Last scenario: let’s say the CEO of a non-profit charged hundreds of thousands of dollars of lavish travel expenses to the non-profit’s largest vendor without adequate documentation? Would that be something that the IRS should look into?  Thank you Inspector General. I’ll ask it again, we have laid out four scenarios if they were actual cases would they warrant further investigation for possible abuse of the non-profit’s tax-exempt status?

George:

Yes

Schneider:

Thank you, I agree. But as you might have surmised, these scenarios aren’t hypothetical. They are allegations of self-dealing within the NRA, a 501(c)(4) organization with 5 million members. It’s incredibly disturbing to see these allegations and to think that NRA executives are possibly misappropriating their donors’ contributions and abusing their non-profit status for personal gain—and the American taxpayer is subsidizing the bill.  This morning, I sent a letter to the IRS Commissioner, and copied you, requesting an investigation into these allegations and whether they warrant reconsideration of the NRA’s tax-exempt status.

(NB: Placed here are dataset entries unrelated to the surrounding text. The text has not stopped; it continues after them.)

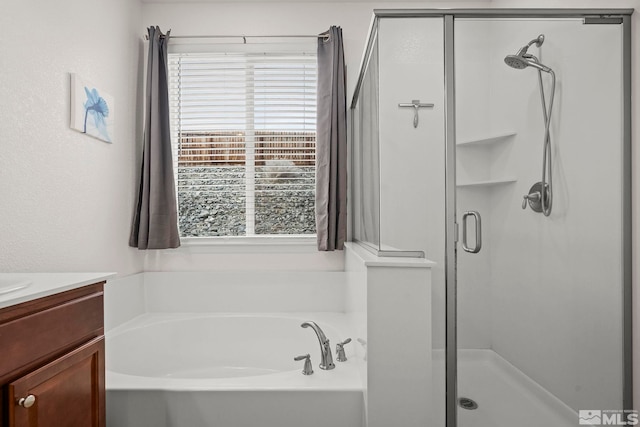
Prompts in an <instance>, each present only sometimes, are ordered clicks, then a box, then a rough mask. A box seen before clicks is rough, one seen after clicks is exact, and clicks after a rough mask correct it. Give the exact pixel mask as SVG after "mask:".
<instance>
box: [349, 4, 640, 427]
mask: <svg viewBox="0 0 640 427" xmlns="http://www.w3.org/2000/svg"><path fill="white" fill-rule="evenodd" d="M633 12H634V10H633V9H619V8H606V9H600V8H591V9H375V10H374V11H373V13H374V18H373V21H372V24H371V29H370V34H369V39H368V42H367V47H366V49H365V54H364V59H363V65H362V67H361V69H360V76H359V78H358V82H357V83H356V87H355V91H354V95H353V103H352V105H351V108H352V109H353V108H354V106H355V105H356V103H357V99H358V95H359V91H360V87H361V84H362V80H363V79H364V73H365V71H366V66H365V65H366V61H367V60H368V58H369V56H370V50H371V48H372V46H373V44H374V43H373V41H374V39H375V37H376V36H377V29H378V24H379V20H380V19H383V18H442V19H443V20H444V77H445V78H444V85H445V88H444V89H445V90H444V93H445V95H444V97H445V99H444V102H445V245H446V254H445V282H446V283H445V300H446V301H445V305H446V322H445V329H446V331H445V370H446V381H445V384H446V386H445V387H446V427H457V426H458V416H457V413H458V402H457V398H458V395H457V388H458V384H457V380H458V378H457V374H458V346H457V338H458V336H457V322H458V317H457V243H458V228H459V227H458V223H457V221H456V197H457V194H456V114H455V112H456V105H455V102H456V101H455V56H454V55H455V33H454V29H455V20H456V19H458V18H487V19H490V18H496V19H499V18H525V19H526V18H530V19H534V18H576V19H584V18H612V17H615V18H620V19H622V23H620V24H618V25H622V46H621V47H622V91H623V95H622V99H623V106H622V114H623V131H622V135H623V141H622V144H623V147H622V155H623V161H622V163H623V164H622V225H623V230H622V254H623V259H622V276H623V292H622V295H623V301H621V304H622V306H623V370H624V372H623V402H622V404H623V409H629V410H631V409H633V370H632V368H633V365H632V364H633V359H632V276H631V274H632V253H631V247H632V244H631V243H632V235H631V225H632V217H631V200H632V199H631V197H632V193H631V160H632V159H631V136H632V135H631V123H632V117H631V80H632V76H631V40H632V39H631V15H632V14H633ZM352 111H353V110H352ZM352 118H353V116H352Z"/></svg>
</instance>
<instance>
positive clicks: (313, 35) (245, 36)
mask: <svg viewBox="0 0 640 427" xmlns="http://www.w3.org/2000/svg"><path fill="white" fill-rule="evenodd" d="M160 37H166V36H165V35H164V34H163V35H161V36H160ZM302 37H314V38H322V39H324V40H329V35H328V34H317V35H310V34H306V35H280V36H277V35H276V36H274V35H268V36H266V35H265V36H246V35H239V36H222V35H215V36H212V35H206V36H172V35H169V38H170V39H217V38H227V39H228V38H241V39H242V40H243V42H244V43H245V44H246V43H247V38H260V39H262V38H302ZM144 39H145V40H149V35H148V34H145V36H144Z"/></svg>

I appreciate your attention to this matter.  More broadly, in 2018, your office published a report on the process for investigating referrals of impermissible activity by tax exempt organizations.  Given the follow up since your report and your interactions with IRS Management, do you believe there are adequate policies and procedures currently in place to enable the IRS to examine improper conduct by tax-exempt organizations and whether the IRS has sufficient information and resources to uncover abuse?

George:

They instituted extensive revisions to their existing policy, and our most recent review of it show that they are following those new policies, and eventually we will follow up again to make sure mistakes aren’t being made. But as of now, they are taking the steps that they committed to us to take.

Schneider:

But one of the concerns in the report was that referrals of potential abuse by non-profit organizations has not been followed up on, have those been subsequently followed up on?

George:

Most of them I believe have been provided, there were some that weren’t, but a lot were.